Goldman Sachs, Citigroup and Barclays are among the Wall Street banks sharing in a $1.1 billion bounty after Tradeweb Markets, the fixed-income and derivatives platform, made a strong debut on Nasdaq. The investment banks were among eight celebrating a windfall after selling their stakes in the US company, which is majority-owned by the data provider Refinitiv, in one of the largest stock market listings in America this year.
Tradeweb twice raised the size of the offering from an original amount of 27.3 million shares, to 40 million. It priced them at $27, more than a previously indicated range of $24 to $26. In trading on Nasdaq, Tradeweb shares rose 33% to close at $35.81. The IPO will allow six of the investment bank backers, such as Morgan Stanley and Deutsche Bank, to reduce their holdings. UBS and Royal Bank of Scotland will dispose of their stakes entirely, as they pare back their fixed-income trading businesses.
“We’ve got to a stage and size of business . . . where the governance structure didn’t hold for the next leap forward. The breadth of the business requires a more streamlined governance structure. I think people have understood the value of a network business,” said Lee Olesky, Tradeweb’s chief executive, in the FT article.
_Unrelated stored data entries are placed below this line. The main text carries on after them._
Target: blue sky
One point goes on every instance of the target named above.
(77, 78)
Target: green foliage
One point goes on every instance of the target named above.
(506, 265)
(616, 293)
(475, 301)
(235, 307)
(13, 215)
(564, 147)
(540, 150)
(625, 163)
Founded in 1996, Tradeweb has ridden a two-decade long trend on Wall Street for increasing electronification of swaps, bond and exchange-traded funds, as traditional, voice-brokered deals die away as they did in equities. The platform connects investment banks with customers such as asset managers, central banks and insurers. It handles about $550 billion in daily trading volumes of government and corporate debt, swaps and mortgages, in competition with rivals including Bloomberg and MarketAxess.